S. WERBURGA.
XIV
S. WERBURGA
The words of Montalembert deserve to be transcribed and re-read, so true are they as well as graceful.
“Nothing had more astonished the Romans than the austere chastity of the German women; the religious respect of the men for the partners of their labours and dangers, in peace as well as in war; and the almost divine honours with which they surrounded the priestesses or prophetesses, who sometimes presided at their religious rites, and sometimes led them to combat against the violators of the national soil. When the Roman world, undermined by corruption and imperial despotism, fell to pieces like the arch of a cloaca, there is no better indication of the difference between the debased subjects of the empire and their conquerors, than that sanctity of conjugal and domestic ties, that energetic family feeling, that worship of pure blood, which are founded upon the dignity of woman, and respect for her modesty, no less than upon the proud independence of man and the consciousness of personal dignity. It is by this special quality that the barbarians showed themselves worthy of instilling a new life into the West, and becoming the forerunners of the new Christian nations to which we all owe our birth.

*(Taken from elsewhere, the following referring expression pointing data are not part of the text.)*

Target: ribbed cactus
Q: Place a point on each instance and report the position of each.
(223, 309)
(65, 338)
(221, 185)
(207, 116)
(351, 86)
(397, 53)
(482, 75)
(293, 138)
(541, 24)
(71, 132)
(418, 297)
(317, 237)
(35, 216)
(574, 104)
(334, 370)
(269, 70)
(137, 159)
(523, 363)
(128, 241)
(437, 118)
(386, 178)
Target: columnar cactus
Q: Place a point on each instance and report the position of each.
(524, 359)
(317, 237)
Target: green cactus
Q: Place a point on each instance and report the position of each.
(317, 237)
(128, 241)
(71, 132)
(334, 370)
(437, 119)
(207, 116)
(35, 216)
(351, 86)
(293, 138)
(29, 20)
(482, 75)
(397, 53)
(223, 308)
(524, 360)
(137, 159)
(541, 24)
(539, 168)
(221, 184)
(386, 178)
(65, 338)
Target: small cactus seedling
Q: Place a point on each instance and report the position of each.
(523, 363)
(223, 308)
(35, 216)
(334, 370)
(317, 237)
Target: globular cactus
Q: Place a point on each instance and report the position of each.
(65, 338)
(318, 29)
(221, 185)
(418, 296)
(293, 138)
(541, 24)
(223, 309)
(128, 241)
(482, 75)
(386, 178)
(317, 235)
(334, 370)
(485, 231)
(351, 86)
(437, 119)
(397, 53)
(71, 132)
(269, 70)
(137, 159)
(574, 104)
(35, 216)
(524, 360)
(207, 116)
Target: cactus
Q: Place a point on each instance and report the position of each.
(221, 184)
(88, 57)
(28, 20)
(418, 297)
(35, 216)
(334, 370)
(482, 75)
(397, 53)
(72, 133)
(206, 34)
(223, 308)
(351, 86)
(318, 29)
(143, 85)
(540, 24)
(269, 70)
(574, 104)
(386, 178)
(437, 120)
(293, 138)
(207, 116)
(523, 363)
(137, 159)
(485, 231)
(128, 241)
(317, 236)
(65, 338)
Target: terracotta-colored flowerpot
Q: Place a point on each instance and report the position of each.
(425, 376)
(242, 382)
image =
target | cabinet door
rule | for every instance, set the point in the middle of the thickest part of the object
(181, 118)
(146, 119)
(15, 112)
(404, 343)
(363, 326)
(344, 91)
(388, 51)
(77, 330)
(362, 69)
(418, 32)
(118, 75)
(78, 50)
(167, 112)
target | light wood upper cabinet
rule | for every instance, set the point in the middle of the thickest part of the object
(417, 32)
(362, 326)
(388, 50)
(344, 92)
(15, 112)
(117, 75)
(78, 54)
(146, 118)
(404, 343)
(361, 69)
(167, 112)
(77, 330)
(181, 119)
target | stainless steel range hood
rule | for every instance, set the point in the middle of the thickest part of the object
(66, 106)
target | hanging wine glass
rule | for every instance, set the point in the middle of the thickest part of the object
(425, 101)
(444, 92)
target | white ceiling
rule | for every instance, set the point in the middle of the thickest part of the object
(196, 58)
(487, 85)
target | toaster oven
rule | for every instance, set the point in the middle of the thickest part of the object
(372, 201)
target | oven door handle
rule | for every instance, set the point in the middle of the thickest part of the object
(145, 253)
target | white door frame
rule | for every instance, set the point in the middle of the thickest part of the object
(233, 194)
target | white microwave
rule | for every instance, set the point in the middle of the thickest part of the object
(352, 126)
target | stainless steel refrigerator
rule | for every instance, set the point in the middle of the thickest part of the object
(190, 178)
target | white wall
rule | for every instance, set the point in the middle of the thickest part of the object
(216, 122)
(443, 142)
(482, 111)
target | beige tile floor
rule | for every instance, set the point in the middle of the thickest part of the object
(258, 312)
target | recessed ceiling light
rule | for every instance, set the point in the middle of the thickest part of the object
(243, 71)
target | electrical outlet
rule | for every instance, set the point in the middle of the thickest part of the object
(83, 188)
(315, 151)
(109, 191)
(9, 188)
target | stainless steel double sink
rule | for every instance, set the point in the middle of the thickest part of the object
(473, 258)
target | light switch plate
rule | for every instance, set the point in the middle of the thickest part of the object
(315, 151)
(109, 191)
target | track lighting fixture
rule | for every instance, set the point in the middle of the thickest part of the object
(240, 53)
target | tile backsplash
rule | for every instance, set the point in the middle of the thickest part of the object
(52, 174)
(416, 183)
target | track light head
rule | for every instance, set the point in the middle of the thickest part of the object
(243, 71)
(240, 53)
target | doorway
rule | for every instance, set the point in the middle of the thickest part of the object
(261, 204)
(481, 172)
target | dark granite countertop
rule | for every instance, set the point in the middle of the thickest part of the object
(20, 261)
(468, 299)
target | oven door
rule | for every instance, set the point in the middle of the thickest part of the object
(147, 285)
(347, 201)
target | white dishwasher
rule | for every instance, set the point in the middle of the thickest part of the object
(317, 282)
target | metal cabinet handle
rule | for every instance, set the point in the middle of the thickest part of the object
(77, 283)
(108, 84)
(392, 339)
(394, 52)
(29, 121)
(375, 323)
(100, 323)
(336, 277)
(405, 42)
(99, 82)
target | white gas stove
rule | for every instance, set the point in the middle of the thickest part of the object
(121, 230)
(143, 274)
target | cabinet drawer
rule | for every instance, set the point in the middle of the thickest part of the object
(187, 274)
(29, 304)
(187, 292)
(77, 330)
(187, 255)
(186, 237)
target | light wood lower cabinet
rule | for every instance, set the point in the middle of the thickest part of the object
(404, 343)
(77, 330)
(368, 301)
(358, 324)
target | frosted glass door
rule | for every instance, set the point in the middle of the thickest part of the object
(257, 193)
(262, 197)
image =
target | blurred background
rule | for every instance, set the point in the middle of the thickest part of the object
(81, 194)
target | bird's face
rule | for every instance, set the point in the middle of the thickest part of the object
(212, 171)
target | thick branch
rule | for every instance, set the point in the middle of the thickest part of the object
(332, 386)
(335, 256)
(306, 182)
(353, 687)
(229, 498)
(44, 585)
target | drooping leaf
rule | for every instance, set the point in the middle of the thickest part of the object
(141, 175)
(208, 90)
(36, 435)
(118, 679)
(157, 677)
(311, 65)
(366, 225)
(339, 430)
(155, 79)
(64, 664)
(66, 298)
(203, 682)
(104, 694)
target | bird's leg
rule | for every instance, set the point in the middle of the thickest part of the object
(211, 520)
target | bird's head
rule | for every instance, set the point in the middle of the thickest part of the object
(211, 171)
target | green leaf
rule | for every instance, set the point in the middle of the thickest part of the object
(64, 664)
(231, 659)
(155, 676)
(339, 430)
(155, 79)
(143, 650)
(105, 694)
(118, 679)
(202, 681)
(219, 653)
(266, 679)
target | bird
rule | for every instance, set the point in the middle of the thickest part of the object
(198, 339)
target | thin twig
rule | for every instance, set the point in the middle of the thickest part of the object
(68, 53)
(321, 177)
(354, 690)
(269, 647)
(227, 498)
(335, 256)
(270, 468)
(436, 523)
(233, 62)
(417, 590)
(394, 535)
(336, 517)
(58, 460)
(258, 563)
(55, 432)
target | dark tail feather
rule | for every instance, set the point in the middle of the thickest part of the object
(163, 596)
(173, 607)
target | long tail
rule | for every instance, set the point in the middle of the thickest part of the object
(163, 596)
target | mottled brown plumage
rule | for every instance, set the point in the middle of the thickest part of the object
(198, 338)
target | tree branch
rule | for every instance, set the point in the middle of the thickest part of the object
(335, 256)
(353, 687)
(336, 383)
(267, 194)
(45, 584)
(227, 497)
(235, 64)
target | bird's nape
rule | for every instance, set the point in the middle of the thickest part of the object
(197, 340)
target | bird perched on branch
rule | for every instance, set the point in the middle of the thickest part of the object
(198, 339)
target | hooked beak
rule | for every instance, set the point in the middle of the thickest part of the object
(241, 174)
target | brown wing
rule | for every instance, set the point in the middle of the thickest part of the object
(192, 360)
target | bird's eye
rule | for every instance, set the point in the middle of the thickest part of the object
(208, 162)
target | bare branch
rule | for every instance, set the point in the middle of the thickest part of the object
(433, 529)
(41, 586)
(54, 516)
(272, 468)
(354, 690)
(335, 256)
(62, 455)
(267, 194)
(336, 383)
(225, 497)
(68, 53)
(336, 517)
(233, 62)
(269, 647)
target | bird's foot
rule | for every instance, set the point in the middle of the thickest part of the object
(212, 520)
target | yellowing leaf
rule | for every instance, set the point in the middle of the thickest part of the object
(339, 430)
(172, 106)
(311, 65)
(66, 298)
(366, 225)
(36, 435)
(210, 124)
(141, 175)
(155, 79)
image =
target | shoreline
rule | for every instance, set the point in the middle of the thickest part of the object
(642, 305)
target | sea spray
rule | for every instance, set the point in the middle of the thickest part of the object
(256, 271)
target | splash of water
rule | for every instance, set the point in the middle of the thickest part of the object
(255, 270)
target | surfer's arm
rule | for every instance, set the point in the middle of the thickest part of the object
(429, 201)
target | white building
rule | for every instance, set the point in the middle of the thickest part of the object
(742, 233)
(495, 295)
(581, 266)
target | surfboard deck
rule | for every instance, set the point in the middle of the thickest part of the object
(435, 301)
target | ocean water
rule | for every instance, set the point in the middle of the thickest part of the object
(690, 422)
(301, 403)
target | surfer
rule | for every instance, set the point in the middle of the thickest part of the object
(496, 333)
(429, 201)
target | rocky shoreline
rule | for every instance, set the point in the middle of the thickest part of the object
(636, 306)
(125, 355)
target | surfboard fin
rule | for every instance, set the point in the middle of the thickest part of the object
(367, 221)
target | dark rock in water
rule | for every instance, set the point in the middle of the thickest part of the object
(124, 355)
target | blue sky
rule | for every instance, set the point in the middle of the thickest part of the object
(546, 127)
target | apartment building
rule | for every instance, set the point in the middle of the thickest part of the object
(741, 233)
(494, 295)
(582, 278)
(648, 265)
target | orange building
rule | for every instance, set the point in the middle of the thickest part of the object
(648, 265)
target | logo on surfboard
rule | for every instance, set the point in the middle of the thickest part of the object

“Who does not recall those Cimbri whom Marius had so much trouble in conquering, and whose women rivalled the men in boldness and heroism? Those women, who had followed their husbands to the war, gave the Romans a lesson in modesty and greatness of soul of which the future tools of the tyrants and the Cæsars were not worthy. They would surrender only on the promise of the consul that their honour should be protected, and that they should be given as slaves to the Vestals, thus putting themselves under the protection of those whom they regarded as virgins and priestesses. The great beginner of democratic dictatorship refused: upon which they killed themselves and their children, generously preferring death to shame.
“The Anglo-Saxons came from the same districts, bathed by the waters of the Northern Sea, which had been inhabited by the Cimbri, and showed themselves worthy of descent from them, as much by the irresistible onslaught of the warriors as by the indisputable power of their armies. No trace of the old Roman spirit which put a wife in manu, in the hand of her husband—that is to say, under his feet—is to be found among them. Woman is a person, and not a thing. She lives, she speaks, she acts for herself, guaranteed against the least outrage by severe penalties, and protected by universal respect. She inherits, she disposes of her possessions—sometimes even she deliberates, she fights, she governs, like the most proud and powerful of men. The influence of women has been nowhere more effectual, more fully recognised, or more enduring than among the Anglo-Saxons, and nowhere was it more legitimate or more happy.”[[6]]
Britain had been invaded, and subdued. From the wall of Antonine that connected the Firth of Forth with the Clyde, to what was now to be called the English Channel, all the east coast and centre of the island was occupied by the conquerors from Germany. The Britons had been rolled back into the kingdoms of Strathclyde, Rheged, Wales, and Cornwall and Devon.
The conquerors had coalesced into three great kingdoms—Northumbria, Mercia, and Wessex.